Data is typically normalized in the collector, according to an adapted Elastic Common Schema. In the extraction screen, parameters from the ECS can be configured for extraction as well.
- Displayed details fields - this allows configuring a comma-separated list of fields that should be displayed on the dashboard for JSON bodies. This is useful in case of noisy log messages that contain less useful information. If you specify a whitelist of fields, all others is stored and searchable, but not displayed by default.
- Generate merkle tree - specified whether a merkle tree should be regularly built using the log entries from this source. A merkle tree proof is discussed in the verification page.
- Generate hash chain - specify if logs in this data source are chained to form a hash chain (and timestamped blocks of incoming data are also chained). This allows for granular integrity guarantees.
- Anchor hashes externally - if the subscription plan allows it (or if an Ethereum private key is configured for on-premise installations), this turns on periodic anchoring of latest hashes and merkle roots to Ethereum. There's an option to manually push the latest ones in addition to the periodic triggers.
- Verification periods - how often should full and partial background verifications run. If you have a lot of data it's recommended that full verifications is done rarely, as it puts significant load on the system (in case of on-premise setups).
List of recipients of verification reports - a list of emails to receive verification reports for this data source
Hash recipients - Regularly send hash updates to these emails to allow for better future verifications in case of tampering attempts. This email should be service inbox and not a real person's email address, as it will potentially be noisy.
- Public keys - a list of public keys used to verify log signatures if such are supplied by the client. Clients can sign each log entry with a private key and provide the public one(s) for verification.
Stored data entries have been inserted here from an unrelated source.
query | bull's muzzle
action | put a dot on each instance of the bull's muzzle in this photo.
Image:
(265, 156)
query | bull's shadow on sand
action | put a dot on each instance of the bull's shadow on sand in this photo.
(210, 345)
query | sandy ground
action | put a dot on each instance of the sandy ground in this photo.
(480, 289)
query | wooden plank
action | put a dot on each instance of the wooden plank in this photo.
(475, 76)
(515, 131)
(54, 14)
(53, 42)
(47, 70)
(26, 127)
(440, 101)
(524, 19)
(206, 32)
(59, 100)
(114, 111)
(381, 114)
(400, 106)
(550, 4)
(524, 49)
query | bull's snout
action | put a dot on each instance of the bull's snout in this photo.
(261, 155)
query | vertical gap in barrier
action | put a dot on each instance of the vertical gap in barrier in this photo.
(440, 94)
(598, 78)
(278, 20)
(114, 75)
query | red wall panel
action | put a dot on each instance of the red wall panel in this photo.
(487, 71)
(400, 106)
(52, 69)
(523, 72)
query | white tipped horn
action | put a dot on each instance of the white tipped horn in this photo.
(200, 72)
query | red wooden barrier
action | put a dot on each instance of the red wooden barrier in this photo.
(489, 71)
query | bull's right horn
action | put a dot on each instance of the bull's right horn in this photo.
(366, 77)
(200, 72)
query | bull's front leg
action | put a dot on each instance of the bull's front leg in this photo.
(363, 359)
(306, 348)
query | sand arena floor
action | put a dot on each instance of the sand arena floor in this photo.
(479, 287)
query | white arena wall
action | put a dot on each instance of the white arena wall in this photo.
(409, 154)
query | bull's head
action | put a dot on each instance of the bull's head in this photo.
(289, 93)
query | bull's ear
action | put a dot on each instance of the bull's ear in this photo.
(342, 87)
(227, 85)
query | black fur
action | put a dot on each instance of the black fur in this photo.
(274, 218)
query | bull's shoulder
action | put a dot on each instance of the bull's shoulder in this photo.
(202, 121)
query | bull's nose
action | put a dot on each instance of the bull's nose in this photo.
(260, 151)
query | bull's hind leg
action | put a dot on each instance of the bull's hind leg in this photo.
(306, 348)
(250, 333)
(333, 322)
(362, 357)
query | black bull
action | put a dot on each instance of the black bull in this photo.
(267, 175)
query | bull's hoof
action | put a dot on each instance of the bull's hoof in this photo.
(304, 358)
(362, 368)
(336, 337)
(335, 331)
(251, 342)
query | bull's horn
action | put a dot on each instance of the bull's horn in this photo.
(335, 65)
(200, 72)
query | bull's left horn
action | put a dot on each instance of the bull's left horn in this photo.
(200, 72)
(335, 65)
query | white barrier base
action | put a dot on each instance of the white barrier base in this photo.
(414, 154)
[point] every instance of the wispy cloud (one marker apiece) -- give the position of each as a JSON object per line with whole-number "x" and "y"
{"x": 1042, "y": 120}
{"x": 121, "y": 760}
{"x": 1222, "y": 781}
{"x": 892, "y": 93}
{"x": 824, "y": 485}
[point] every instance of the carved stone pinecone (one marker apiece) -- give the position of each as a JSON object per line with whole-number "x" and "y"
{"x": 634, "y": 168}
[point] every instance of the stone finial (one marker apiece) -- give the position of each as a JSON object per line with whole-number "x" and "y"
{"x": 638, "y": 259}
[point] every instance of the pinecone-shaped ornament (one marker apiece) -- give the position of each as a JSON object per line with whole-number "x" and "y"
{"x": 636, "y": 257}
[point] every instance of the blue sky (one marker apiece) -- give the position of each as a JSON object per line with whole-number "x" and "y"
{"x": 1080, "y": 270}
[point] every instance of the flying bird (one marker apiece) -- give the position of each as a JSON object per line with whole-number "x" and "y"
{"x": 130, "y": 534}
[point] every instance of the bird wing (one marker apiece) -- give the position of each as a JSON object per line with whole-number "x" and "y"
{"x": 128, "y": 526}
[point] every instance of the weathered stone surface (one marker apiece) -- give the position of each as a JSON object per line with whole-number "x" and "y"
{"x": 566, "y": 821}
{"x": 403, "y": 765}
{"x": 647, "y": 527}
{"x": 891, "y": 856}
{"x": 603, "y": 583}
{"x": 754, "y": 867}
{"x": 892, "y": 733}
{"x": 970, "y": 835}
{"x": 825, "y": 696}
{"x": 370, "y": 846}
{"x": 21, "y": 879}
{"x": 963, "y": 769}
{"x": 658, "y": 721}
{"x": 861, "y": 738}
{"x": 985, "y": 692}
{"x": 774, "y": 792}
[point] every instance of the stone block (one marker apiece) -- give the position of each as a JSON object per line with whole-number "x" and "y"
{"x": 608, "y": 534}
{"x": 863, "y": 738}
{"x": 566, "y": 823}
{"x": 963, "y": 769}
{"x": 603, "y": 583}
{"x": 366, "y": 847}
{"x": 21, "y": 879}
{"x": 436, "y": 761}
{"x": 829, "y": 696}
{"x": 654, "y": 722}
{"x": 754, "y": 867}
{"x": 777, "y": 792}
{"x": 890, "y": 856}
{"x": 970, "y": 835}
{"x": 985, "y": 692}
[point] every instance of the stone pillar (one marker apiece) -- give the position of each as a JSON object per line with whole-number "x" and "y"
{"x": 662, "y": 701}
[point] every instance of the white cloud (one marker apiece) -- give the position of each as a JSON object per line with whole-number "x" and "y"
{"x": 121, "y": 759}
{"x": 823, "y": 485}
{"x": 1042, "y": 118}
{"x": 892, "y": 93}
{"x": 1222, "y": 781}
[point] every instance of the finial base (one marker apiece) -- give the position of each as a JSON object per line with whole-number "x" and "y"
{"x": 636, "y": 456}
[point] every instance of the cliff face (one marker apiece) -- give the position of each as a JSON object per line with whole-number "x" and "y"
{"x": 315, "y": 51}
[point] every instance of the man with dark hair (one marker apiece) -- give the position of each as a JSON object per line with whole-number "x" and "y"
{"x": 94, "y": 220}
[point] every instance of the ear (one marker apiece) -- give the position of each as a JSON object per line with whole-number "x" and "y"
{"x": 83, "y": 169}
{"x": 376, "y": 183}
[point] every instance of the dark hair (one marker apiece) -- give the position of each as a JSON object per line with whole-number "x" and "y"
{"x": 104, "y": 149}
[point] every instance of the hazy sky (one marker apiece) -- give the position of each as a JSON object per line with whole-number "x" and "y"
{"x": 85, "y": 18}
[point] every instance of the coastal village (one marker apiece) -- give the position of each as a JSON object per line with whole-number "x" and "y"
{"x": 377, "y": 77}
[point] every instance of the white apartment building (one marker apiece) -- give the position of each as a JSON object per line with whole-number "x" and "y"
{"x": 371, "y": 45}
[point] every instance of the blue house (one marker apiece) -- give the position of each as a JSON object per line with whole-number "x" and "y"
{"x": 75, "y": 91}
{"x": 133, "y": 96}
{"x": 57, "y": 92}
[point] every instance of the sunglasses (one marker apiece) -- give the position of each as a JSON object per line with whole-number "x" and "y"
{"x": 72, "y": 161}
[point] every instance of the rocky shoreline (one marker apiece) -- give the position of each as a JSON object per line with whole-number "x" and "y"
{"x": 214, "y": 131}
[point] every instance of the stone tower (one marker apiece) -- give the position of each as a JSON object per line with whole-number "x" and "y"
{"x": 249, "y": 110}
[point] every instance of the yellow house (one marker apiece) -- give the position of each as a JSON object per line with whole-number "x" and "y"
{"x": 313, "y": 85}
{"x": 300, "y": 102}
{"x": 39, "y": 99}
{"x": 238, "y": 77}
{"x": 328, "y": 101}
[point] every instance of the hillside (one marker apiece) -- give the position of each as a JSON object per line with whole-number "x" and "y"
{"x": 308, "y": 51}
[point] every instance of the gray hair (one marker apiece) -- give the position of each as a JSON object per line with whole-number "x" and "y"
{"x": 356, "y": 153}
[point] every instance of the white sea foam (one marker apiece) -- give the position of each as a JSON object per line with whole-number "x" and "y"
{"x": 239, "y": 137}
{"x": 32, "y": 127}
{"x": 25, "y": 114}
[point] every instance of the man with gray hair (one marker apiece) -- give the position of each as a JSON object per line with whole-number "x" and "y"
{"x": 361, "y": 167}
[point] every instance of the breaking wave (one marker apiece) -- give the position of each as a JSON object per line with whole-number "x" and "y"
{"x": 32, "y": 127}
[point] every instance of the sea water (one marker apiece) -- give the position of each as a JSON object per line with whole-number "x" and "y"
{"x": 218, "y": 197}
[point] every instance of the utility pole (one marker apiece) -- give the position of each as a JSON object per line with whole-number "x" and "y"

- Warn log level - whether admins should be warned in case a log level above a certain threshold is received
- IP Whitelist - a whitelist of IPs that are allowed to send logs for this data source
- Disabled threat intelligence feeds - select threat intel sources to disable for this data source
- Opendata - on-premise installations have support for opendata. This is usually applicable to public sector customers that have legal transparency obligations. It allows making all data for an data source publicly accessible and automatically eported as JSON. The options here include a whitelist of regexes which designate which entries should be displayed unanonymized, particular fields (JSON Path or XPath) to be anonymized in the body and regexes for anonymizing content.